Non-linear effects on some unsteady non-Darcian flows through porous media

Abstract

In this paper we study two classes of non-Darcian flows through porous media, namely the turbulent flow of gases of polytropic thermodynamic evolution, and the flow of non-Newtonian power law fluids. We consider the problem of determining the one-dimensional flow generated by injecting gas into a porous medium. It is assumed that the injection is effectuated such that the pressure of injection or the mass velocity of injection is a prescribed function of time. For the power law fluid flow we investigate unconfined radial axisymmetric flow with a free surface by considering the spreading of fluid from a centrally located well where the level of fluid or the flow rate varies in time in a prescribed fashion. In the equations governing the gas flow, the momentum equation is the Darcy-Forchheimer equation for high Reynolds number flow, while the power law fluid flow model is based on a modified Darcy's law to take into account the non-linear rheological effects on the flow behavior.

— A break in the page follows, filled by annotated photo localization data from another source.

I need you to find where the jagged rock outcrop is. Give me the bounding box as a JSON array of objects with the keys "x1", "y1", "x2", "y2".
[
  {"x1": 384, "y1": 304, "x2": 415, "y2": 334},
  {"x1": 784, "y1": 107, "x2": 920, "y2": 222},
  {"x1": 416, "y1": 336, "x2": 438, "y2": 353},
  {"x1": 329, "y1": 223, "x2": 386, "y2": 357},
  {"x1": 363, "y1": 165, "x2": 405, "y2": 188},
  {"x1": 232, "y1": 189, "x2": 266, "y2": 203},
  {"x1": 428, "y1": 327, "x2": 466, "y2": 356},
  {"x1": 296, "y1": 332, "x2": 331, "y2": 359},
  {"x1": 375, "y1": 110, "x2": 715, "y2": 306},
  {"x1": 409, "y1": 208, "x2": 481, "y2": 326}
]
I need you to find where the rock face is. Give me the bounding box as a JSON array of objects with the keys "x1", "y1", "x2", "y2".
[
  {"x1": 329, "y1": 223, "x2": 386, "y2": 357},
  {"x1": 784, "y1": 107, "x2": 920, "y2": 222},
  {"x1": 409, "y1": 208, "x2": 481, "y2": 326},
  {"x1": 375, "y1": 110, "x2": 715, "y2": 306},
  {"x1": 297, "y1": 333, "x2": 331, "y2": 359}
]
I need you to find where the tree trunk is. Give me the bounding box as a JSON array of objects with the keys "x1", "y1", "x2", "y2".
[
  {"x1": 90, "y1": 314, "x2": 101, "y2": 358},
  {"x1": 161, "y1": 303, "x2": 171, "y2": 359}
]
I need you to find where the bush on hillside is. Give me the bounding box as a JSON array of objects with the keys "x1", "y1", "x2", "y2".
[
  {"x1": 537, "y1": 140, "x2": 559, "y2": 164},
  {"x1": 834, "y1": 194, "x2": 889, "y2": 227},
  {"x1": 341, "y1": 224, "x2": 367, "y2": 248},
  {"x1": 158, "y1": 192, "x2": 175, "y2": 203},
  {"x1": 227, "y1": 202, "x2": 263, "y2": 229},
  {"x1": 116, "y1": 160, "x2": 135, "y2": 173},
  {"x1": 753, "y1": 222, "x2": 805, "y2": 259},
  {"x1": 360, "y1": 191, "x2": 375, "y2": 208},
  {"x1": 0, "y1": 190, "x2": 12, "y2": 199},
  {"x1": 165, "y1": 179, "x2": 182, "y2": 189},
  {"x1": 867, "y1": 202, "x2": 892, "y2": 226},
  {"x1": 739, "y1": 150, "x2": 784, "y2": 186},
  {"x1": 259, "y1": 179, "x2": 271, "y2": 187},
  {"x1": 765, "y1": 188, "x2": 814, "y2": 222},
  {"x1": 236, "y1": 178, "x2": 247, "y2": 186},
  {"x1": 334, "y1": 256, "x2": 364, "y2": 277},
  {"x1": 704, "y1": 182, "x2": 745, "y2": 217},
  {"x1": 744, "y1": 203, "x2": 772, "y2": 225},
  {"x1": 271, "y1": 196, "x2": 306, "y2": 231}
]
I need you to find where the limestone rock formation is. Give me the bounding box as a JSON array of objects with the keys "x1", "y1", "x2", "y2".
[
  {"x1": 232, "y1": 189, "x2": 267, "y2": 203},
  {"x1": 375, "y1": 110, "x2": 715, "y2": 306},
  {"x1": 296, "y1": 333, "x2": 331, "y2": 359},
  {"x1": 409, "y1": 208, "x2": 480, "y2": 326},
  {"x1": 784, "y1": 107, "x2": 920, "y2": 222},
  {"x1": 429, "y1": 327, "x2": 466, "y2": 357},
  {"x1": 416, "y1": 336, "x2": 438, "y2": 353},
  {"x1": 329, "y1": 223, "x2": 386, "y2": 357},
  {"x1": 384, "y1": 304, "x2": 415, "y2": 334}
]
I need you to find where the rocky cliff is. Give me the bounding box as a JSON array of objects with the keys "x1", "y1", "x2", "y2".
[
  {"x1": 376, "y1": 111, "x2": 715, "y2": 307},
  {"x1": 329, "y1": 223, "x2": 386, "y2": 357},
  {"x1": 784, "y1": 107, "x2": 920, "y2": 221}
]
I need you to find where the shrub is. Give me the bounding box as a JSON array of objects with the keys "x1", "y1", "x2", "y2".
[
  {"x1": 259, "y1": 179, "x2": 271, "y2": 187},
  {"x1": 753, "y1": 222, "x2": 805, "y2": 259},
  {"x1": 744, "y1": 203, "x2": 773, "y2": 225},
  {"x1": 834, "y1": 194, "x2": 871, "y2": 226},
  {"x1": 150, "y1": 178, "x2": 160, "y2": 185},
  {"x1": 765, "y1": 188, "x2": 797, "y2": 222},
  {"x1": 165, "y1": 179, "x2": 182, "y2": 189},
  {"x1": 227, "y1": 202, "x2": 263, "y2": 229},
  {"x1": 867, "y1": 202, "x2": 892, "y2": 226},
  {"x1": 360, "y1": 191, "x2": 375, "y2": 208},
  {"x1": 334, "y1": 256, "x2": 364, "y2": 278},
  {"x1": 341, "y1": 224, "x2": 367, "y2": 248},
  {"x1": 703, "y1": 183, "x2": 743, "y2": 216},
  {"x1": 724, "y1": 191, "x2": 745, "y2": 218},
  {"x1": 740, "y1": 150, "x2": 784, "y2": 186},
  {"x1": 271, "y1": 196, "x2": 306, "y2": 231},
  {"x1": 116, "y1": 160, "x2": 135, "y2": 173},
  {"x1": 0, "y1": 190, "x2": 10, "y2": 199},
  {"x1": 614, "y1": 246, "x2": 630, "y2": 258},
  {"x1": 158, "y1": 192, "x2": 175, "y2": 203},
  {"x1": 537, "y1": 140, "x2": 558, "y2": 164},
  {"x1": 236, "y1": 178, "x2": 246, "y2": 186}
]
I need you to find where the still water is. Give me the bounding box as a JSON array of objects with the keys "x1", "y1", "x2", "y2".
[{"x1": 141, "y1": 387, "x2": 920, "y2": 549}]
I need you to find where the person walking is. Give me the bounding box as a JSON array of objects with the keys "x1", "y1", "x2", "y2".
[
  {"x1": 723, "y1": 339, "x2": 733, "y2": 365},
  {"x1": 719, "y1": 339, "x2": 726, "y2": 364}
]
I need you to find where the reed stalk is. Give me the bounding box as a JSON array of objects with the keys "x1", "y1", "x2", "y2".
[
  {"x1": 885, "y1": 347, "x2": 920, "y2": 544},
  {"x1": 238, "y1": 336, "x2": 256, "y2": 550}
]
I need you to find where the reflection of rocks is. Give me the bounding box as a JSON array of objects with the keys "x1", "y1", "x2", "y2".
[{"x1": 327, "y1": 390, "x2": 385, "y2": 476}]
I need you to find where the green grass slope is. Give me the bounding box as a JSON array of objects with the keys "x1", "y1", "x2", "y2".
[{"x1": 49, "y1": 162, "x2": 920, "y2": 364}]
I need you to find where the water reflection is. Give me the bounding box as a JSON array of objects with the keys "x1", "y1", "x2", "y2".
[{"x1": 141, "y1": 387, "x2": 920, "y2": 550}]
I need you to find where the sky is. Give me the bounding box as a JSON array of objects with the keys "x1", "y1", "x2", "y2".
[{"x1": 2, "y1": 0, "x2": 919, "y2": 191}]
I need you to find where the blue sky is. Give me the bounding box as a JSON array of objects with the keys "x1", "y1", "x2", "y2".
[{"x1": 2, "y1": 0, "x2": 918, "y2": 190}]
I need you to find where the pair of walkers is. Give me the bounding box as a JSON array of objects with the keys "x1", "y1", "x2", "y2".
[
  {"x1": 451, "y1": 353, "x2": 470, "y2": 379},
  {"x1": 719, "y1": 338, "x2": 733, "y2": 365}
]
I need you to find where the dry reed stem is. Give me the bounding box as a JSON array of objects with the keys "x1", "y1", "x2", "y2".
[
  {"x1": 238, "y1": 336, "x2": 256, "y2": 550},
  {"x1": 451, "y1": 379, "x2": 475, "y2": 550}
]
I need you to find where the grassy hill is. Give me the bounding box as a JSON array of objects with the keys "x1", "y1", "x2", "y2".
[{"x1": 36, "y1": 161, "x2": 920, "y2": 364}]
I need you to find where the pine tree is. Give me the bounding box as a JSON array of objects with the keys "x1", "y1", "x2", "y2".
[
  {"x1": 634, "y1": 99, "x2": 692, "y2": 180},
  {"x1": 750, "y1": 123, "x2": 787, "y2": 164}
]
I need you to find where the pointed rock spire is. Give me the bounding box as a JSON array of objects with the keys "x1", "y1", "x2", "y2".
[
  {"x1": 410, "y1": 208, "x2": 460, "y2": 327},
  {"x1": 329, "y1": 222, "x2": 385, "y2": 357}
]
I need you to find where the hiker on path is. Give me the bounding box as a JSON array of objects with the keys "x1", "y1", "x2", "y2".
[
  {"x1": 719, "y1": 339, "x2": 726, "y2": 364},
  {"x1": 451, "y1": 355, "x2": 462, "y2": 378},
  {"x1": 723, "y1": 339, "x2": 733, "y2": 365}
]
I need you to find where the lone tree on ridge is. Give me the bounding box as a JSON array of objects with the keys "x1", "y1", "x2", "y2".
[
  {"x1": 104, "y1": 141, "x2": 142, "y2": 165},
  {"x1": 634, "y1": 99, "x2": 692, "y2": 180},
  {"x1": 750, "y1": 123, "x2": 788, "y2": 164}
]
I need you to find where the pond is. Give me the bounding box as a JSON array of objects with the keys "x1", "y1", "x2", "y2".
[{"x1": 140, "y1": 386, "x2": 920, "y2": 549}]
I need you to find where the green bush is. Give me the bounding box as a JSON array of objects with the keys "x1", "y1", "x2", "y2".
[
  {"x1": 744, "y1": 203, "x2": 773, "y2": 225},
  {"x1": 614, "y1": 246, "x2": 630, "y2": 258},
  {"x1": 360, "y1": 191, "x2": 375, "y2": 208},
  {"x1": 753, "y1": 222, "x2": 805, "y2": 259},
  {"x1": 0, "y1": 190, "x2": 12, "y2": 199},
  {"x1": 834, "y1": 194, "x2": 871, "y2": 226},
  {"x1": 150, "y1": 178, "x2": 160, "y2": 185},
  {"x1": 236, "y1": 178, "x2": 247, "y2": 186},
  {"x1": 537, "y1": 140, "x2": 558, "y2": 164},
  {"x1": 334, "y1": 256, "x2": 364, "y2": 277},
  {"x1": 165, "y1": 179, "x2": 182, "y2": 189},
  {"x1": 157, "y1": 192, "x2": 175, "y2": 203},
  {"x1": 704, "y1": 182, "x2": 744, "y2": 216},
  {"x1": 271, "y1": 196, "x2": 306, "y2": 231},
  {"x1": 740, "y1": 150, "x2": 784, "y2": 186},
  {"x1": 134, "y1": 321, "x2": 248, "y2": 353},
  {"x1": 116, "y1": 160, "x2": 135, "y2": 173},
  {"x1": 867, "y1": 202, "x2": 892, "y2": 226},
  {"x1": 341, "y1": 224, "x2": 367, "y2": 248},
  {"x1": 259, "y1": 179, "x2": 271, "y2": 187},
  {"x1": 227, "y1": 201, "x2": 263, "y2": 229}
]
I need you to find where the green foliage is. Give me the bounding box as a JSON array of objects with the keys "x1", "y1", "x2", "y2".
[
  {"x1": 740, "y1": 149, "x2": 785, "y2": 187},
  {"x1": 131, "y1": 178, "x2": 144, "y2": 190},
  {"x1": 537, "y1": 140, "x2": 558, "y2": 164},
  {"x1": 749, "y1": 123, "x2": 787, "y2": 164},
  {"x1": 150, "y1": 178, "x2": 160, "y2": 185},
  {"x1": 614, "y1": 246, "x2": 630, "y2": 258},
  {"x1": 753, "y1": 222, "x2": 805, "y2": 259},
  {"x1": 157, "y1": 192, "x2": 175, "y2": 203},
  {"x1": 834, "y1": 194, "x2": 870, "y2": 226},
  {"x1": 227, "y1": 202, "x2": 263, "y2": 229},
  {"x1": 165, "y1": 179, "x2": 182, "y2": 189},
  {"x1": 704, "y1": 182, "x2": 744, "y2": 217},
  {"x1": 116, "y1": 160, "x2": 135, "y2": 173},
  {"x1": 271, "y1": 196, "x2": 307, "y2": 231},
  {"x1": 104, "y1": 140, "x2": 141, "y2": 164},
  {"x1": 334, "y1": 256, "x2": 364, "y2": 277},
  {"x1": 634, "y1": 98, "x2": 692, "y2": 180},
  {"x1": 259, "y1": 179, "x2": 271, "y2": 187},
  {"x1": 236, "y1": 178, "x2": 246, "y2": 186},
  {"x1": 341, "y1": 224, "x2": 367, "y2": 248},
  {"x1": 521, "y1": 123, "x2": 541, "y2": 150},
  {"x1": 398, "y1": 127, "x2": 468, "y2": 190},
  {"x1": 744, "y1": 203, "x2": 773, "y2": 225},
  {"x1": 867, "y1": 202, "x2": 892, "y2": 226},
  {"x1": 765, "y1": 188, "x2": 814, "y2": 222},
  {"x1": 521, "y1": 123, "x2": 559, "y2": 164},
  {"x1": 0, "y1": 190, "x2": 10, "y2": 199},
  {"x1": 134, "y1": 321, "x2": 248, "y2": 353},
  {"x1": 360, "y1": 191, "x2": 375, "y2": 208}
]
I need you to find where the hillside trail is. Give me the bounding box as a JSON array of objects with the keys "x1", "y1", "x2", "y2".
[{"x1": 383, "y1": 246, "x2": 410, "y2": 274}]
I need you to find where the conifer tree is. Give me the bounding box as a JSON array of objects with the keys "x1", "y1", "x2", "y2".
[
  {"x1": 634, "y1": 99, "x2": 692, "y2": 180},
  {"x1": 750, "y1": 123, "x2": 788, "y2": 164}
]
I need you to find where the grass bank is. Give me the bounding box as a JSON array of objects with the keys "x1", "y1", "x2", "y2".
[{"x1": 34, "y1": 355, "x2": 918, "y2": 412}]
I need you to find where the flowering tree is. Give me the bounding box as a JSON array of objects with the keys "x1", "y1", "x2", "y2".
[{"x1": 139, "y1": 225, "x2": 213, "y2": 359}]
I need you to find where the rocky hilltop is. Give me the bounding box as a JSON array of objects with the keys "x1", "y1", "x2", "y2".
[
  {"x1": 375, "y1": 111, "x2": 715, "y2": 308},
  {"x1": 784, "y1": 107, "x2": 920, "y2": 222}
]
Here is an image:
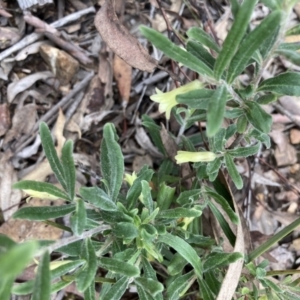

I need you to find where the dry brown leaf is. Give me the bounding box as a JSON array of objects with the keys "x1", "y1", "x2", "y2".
[
  {"x1": 290, "y1": 128, "x2": 300, "y2": 144},
  {"x1": 0, "y1": 151, "x2": 22, "y2": 220},
  {"x1": 113, "y1": 54, "x2": 132, "y2": 107},
  {"x1": 7, "y1": 71, "x2": 54, "y2": 103},
  {"x1": 0, "y1": 103, "x2": 11, "y2": 137},
  {"x1": 216, "y1": 171, "x2": 245, "y2": 300},
  {"x1": 3, "y1": 103, "x2": 37, "y2": 146},
  {"x1": 95, "y1": 0, "x2": 158, "y2": 72},
  {"x1": 0, "y1": 27, "x2": 22, "y2": 49}
]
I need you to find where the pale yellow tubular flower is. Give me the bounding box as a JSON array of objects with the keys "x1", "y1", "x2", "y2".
[
  {"x1": 150, "y1": 80, "x2": 203, "y2": 119},
  {"x1": 124, "y1": 172, "x2": 137, "y2": 186},
  {"x1": 175, "y1": 151, "x2": 217, "y2": 164}
]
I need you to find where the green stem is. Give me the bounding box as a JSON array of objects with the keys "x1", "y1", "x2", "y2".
[{"x1": 247, "y1": 216, "x2": 300, "y2": 262}]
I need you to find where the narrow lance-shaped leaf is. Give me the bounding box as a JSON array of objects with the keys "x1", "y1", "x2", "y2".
[
  {"x1": 227, "y1": 11, "x2": 281, "y2": 83},
  {"x1": 225, "y1": 153, "x2": 243, "y2": 189},
  {"x1": 187, "y1": 27, "x2": 220, "y2": 53},
  {"x1": 258, "y1": 72, "x2": 300, "y2": 96},
  {"x1": 139, "y1": 26, "x2": 214, "y2": 79},
  {"x1": 206, "y1": 85, "x2": 227, "y2": 137},
  {"x1": 13, "y1": 180, "x2": 70, "y2": 201},
  {"x1": 76, "y1": 239, "x2": 97, "y2": 292},
  {"x1": 244, "y1": 101, "x2": 272, "y2": 133},
  {"x1": 157, "y1": 233, "x2": 202, "y2": 278},
  {"x1": 140, "y1": 181, "x2": 153, "y2": 213},
  {"x1": 100, "y1": 123, "x2": 124, "y2": 202},
  {"x1": 70, "y1": 199, "x2": 86, "y2": 236},
  {"x1": 100, "y1": 276, "x2": 129, "y2": 300},
  {"x1": 167, "y1": 271, "x2": 196, "y2": 299},
  {"x1": 227, "y1": 143, "x2": 260, "y2": 158},
  {"x1": 13, "y1": 204, "x2": 76, "y2": 221},
  {"x1": 98, "y1": 257, "x2": 139, "y2": 277},
  {"x1": 31, "y1": 251, "x2": 50, "y2": 300},
  {"x1": 203, "y1": 252, "x2": 243, "y2": 273},
  {"x1": 187, "y1": 41, "x2": 216, "y2": 70},
  {"x1": 80, "y1": 186, "x2": 117, "y2": 211},
  {"x1": 134, "y1": 277, "x2": 164, "y2": 296},
  {"x1": 39, "y1": 122, "x2": 67, "y2": 192},
  {"x1": 61, "y1": 140, "x2": 76, "y2": 200},
  {"x1": 157, "y1": 207, "x2": 201, "y2": 219},
  {"x1": 204, "y1": 187, "x2": 238, "y2": 224},
  {"x1": 214, "y1": 0, "x2": 258, "y2": 80}
]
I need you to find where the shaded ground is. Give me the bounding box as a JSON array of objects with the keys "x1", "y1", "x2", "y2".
[{"x1": 1, "y1": 0, "x2": 300, "y2": 298}]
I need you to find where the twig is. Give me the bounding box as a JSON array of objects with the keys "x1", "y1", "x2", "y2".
[
  {"x1": 272, "y1": 102, "x2": 300, "y2": 128},
  {"x1": 41, "y1": 224, "x2": 110, "y2": 254},
  {"x1": 14, "y1": 71, "x2": 94, "y2": 154},
  {"x1": 0, "y1": 6, "x2": 95, "y2": 61}
]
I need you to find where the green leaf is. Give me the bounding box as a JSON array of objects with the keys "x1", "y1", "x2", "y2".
[
  {"x1": 127, "y1": 167, "x2": 154, "y2": 210},
  {"x1": 207, "y1": 85, "x2": 227, "y2": 137},
  {"x1": 199, "y1": 280, "x2": 215, "y2": 300},
  {"x1": 51, "y1": 280, "x2": 73, "y2": 294},
  {"x1": 227, "y1": 10, "x2": 281, "y2": 83},
  {"x1": 259, "y1": 24, "x2": 280, "y2": 59},
  {"x1": 229, "y1": 0, "x2": 240, "y2": 18},
  {"x1": 13, "y1": 204, "x2": 76, "y2": 220},
  {"x1": 0, "y1": 241, "x2": 37, "y2": 279},
  {"x1": 168, "y1": 253, "x2": 188, "y2": 276},
  {"x1": 83, "y1": 280, "x2": 95, "y2": 300},
  {"x1": 80, "y1": 187, "x2": 117, "y2": 211},
  {"x1": 244, "y1": 100, "x2": 272, "y2": 133},
  {"x1": 176, "y1": 88, "x2": 214, "y2": 110},
  {"x1": 76, "y1": 239, "x2": 97, "y2": 292},
  {"x1": 207, "y1": 201, "x2": 235, "y2": 246},
  {"x1": 70, "y1": 199, "x2": 86, "y2": 236},
  {"x1": 156, "y1": 183, "x2": 175, "y2": 211},
  {"x1": 213, "y1": 128, "x2": 226, "y2": 152},
  {"x1": 167, "y1": 271, "x2": 195, "y2": 300},
  {"x1": 13, "y1": 180, "x2": 70, "y2": 201},
  {"x1": 224, "y1": 153, "x2": 243, "y2": 189},
  {"x1": 100, "y1": 276, "x2": 129, "y2": 300},
  {"x1": 203, "y1": 252, "x2": 243, "y2": 272},
  {"x1": 286, "y1": 24, "x2": 300, "y2": 36},
  {"x1": 136, "y1": 287, "x2": 156, "y2": 300},
  {"x1": 100, "y1": 123, "x2": 124, "y2": 202},
  {"x1": 186, "y1": 41, "x2": 215, "y2": 70},
  {"x1": 98, "y1": 257, "x2": 139, "y2": 277},
  {"x1": 157, "y1": 233, "x2": 202, "y2": 278},
  {"x1": 225, "y1": 124, "x2": 237, "y2": 139},
  {"x1": 61, "y1": 140, "x2": 76, "y2": 200},
  {"x1": 51, "y1": 260, "x2": 85, "y2": 279},
  {"x1": 227, "y1": 143, "x2": 260, "y2": 158},
  {"x1": 114, "y1": 222, "x2": 138, "y2": 240},
  {"x1": 158, "y1": 207, "x2": 202, "y2": 219},
  {"x1": 206, "y1": 158, "x2": 222, "y2": 182},
  {"x1": 176, "y1": 189, "x2": 201, "y2": 206},
  {"x1": 260, "y1": 0, "x2": 281, "y2": 10},
  {"x1": 258, "y1": 72, "x2": 300, "y2": 96},
  {"x1": 134, "y1": 277, "x2": 164, "y2": 296},
  {"x1": 214, "y1": 0, "x2": 258, "y2": 80},
  {"x1": 247, "y1": 128, "x2": 271, "y2": 148},
  {"x1": 39, "y1": 122, "x2": 67, "y2": 192},
  {"x1": 236, "y1": 114, "x2": 248, "y2": 133},
  {"x1": 0, "y1": 234, "x2": 16, "y2": 252},
  {"x1": 140, "y1": 26, "x2": 214, "y2": 78},
  {"x1": 187, "y1": 27, "x2": 220, "y2": 53},
  {"x1": 224, "y1": 108, "x2": 243, "y2": 119},
  {"x1": 142, "y1": 115, "x2": 166, "y2": 155},
  {"x1": 256, "y1": 93, "x2": 277, "y2": 105},
  {"x1": 204, "y1": 187, "x2": 239, "y2": 224},
  {"x1": 141, "y1": 180, "x2": 153, "y2": 213},
  {"x1": 32, "y1": 251, "x2": 50, "y2": 300},
  {"x1": 0, "y1": 277, "x2": 14, "y2": 300},
  {"x1": 276, "y1": 48, "x2": 300, "y2": 66}
]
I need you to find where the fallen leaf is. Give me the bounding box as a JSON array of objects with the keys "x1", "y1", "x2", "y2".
[
  {"x1": 3, "y1": 104, "x2": 37, "y2": 146},
  {"x1": 0, "y1": 103, "x2": 11, "y2": 137},
  {"x1": 290, "y1": 128, "x2": 300, "y2": 144},
  {"x1": 7, "y1": 71, "x2": 54, "y2": 103},
  {"x1": 0, "y1": 151, "x2": 22, "y2": 220},
  {"x1": 0, "y1": 27, "x2": 22, "y2": 49},
  {"x1": 95, "y1": 0, "x2": 158, "y2": 72},
  {"x1": 113, "y1": 54, "x2": 132, "y2": 107}
]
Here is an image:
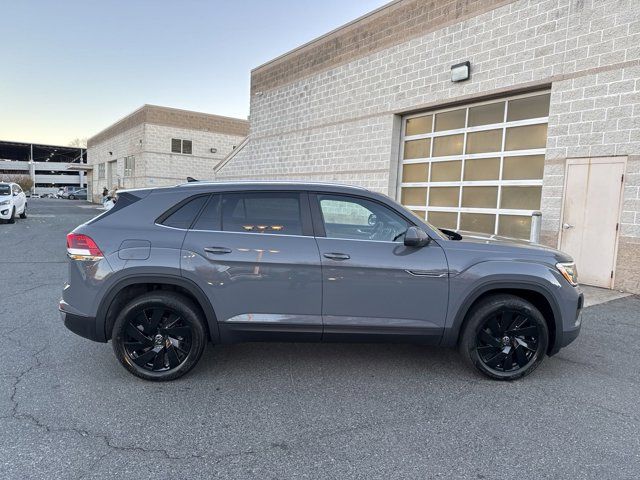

In both cases the governing equations belong to a class of non-linear degenerate parabolic equations with solutions exhibiting traveling wave characteristics for certain fluid and porous medium properties. If the boundary conditions are power law functions of time we present similarity transformations which reduce the governing partial differential equations to non-linear ordinary differential equations which are solved numerically by a shooting method. The numerical results are compared with the exact closed form solutions for certain particular cases. The agreement between the numerical and exact solutions is shown to be excellent.